Combining Results objects¶
It is sometimes useful to use the results of another query to influence the
order of a whoosh.searching.Results
object.
For example, you might have a “best bet” field. This field contains hand-picked keywords for documents. When the user searches for those keywords, you want those documents to be placed at the top of the results list. You could try to do this by boosting the “bestbet” field tremendously, but that can have unpredictable effects on scoring. It’s much easier to simply run the query twice and combine the results:
# Parse the user query
userquery = queryparser.parse(querystring)

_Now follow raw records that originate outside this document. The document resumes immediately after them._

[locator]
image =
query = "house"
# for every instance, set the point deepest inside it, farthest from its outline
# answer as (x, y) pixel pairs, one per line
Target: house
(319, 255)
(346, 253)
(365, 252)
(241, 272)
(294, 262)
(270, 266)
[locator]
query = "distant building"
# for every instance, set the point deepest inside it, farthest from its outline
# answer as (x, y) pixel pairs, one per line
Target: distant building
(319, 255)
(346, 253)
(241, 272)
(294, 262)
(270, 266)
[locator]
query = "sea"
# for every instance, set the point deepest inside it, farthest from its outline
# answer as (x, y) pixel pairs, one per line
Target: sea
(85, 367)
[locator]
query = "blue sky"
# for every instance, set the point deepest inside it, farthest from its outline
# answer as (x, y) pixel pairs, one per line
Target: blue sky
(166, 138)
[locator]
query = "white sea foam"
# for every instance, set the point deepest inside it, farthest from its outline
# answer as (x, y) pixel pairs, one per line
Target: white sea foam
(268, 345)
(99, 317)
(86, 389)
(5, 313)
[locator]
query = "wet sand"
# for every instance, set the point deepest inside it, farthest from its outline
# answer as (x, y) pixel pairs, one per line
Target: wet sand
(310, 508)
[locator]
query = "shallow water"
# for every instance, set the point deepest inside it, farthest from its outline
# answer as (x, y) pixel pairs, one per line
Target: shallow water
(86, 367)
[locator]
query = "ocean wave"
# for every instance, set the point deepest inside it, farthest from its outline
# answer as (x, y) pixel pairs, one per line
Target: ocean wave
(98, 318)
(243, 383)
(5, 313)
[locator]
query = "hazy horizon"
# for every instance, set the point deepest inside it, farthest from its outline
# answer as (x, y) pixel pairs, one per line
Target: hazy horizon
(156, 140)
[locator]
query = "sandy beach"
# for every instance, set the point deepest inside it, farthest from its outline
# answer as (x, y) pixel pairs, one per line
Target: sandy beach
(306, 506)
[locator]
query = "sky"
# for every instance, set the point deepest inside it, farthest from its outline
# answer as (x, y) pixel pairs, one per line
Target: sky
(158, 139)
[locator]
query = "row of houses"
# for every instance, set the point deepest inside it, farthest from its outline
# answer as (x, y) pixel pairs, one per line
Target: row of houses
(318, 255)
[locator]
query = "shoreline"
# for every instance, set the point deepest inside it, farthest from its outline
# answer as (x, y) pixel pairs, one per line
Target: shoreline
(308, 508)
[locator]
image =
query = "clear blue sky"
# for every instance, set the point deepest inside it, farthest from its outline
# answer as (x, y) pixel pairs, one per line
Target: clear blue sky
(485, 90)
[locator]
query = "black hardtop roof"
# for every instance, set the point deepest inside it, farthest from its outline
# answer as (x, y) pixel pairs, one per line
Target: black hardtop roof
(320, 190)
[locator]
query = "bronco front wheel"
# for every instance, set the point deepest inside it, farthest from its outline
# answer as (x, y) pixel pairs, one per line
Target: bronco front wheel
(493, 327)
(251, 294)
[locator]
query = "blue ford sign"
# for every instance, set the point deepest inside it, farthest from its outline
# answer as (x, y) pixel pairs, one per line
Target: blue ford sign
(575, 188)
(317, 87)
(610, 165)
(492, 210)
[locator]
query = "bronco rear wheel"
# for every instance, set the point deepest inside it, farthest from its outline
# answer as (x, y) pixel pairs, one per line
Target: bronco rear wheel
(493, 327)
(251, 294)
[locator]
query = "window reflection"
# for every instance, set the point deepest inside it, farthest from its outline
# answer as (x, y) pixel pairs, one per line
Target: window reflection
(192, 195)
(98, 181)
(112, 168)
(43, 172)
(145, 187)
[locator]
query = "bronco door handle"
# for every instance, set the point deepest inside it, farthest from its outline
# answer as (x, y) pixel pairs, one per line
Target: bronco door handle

# Get the terms searched for
termset = set()
userquery.existing_terms(termset)
# Formulate a "best bet" query for the terms the user
# searched for in the "content" field
bbq = Or([Term("bestbet", text) for fieldname, text
in termset if fieldname == "content"])
# Find documents matching the searched for terms
results = s.search(bbq, limit=5)
# Find documents that match the original query
allresults = s.search(userquery, limit=10)
# Add the user query results on to the end of the "best bet"
# results. If documents appear in both result sets, push them
# to the top of the combined results.
results.upgrade_and_extend(allresults)
The Results
object supports the following methods:
Results.extend(results)
- Adds the documents in ‘results’ on to the end of the list of result documents.
Results.filter(results)
- Removes the documents in ‘results’ from the list of result documents.
Results.upgrade(results)
- Any result documents that also appear in ‘results’ are moved to the top of the list of result documents.
Results.upgrade_and_extend(results)
- Any result documents that also appear in ‘results’ are moved to the top of the list of result documents. Then any other documents in ‘results’ are added on to the list of result documents.